Toutes les importations de produits alimentaires ne seraient pas concernées par cette initiative!

Les exigences concernant l'utilisation à titre préventif d'antibiotiques est également la preuve d'un manque d'expertise. Cette interdiction est en vigueur depuis 1999, ce qui a prodigué à la Suisse, avec la Suède, le rôle de pionnier. Les antibiotiques ne peuvent être utilisés dans l’élevage sans ordonnance vétérinaire.

Les répercussions que ces deux initiatives auraient sur l'important secteur de l'agriculture alpine suisse témoignent également d’un manque de réflexion. La zone d'estivage représente environ un tiers de la surface agricole utilisée en Suisse. De nombreux animaux utilisent ces pâturages naturels pendant l'été.

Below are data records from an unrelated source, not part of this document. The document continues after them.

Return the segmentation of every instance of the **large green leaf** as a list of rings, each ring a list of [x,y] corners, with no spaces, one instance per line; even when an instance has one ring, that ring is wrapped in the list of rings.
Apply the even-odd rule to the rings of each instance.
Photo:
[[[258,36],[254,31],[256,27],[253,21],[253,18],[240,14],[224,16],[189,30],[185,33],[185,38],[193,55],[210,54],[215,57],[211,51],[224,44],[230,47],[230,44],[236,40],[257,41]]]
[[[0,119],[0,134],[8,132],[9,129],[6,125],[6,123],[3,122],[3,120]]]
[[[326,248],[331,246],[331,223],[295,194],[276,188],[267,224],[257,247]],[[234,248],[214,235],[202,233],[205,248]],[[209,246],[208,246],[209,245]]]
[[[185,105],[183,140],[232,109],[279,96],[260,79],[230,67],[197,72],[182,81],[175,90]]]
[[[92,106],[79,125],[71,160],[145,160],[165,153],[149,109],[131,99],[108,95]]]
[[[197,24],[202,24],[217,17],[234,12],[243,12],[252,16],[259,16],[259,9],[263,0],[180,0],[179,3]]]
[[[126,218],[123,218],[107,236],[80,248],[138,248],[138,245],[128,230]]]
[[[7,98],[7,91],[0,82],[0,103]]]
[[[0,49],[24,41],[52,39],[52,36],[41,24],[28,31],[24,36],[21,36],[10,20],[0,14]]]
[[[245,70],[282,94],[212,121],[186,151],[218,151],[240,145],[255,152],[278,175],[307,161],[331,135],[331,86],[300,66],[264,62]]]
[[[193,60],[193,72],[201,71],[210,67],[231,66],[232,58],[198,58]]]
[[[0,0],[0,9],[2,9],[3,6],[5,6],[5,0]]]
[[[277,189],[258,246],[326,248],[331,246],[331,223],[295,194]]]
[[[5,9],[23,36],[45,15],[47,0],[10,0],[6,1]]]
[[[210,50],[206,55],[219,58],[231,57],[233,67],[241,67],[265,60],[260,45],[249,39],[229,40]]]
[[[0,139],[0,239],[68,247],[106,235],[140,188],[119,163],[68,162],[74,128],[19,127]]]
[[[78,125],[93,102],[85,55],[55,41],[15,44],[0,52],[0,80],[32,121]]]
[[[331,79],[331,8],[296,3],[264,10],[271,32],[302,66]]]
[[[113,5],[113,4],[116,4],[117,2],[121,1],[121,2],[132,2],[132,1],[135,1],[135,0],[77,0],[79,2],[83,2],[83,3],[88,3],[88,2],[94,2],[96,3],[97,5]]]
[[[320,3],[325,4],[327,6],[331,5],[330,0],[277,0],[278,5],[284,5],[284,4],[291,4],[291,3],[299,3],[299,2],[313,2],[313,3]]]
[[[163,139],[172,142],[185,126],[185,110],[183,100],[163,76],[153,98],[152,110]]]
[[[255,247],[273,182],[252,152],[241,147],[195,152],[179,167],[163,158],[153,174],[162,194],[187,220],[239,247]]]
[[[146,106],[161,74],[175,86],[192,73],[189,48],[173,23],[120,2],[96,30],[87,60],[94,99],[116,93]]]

Bien que l’agriculture alpestre soit l’une des formes de production les plus naturelles et les plus traditionnelles, on peut supposer qu’une grande partie des exploitations d’estivage soient contraintes d’abandonner leur activité si ces deux initiatives venaient à être acceptées, explique la Société suisse d’économie alpestre (SSEA): «Cela démontre que ces initiatives, bien que poursuivant des buts louables, auraient des conséquences involontaires dangereuses, en raison d'un manque de connaissances de la part de leurs auteurs.»

L'initiative sur l'eau potable n'autorise que le fourrage produit par les exploitations agricoles – cette exigence ne tient pas compte des fluctuations annuelles de la production de fourrage. En outre, sur les pâturages alpins, il peut s’avérer nécessaire – notamment en cas de forte sécheresse ou de chutes de neige – d'utiliser du fourrage supplémentaire provenant d'autres sources afin d'éviter les symptômes de carence chez les animaux. Cela mènerait à la suppression de paiements directs d’une importance existentielle.

Avec l'initiative sur l'eau potable, l'agriculture suisse serait si sévèrement limitée que le nombre d'animaux dans le paysage de montagne diminuerait massivement, que moins d'animaux devraient être estivés et que les alpages devraient être abandonnés. Les conséquences d'un environnement de montagne sans ces fermes d'estivage seraient surtout l'empiétement rapide de l'aulne vert sur la région alpine, une réduction de la biodiversité et une diminution de l'autosuffisance.

Les arguments et les exemples présentés suggèrent que les deux initiatives ne conduiraient pas à un développement agricole judicieux et contribueraient à un affaiblissement de notre souveraineté alimentaire.

Ces deux initiatives doivent être rejetées lors de la votation du 13 juin 2021.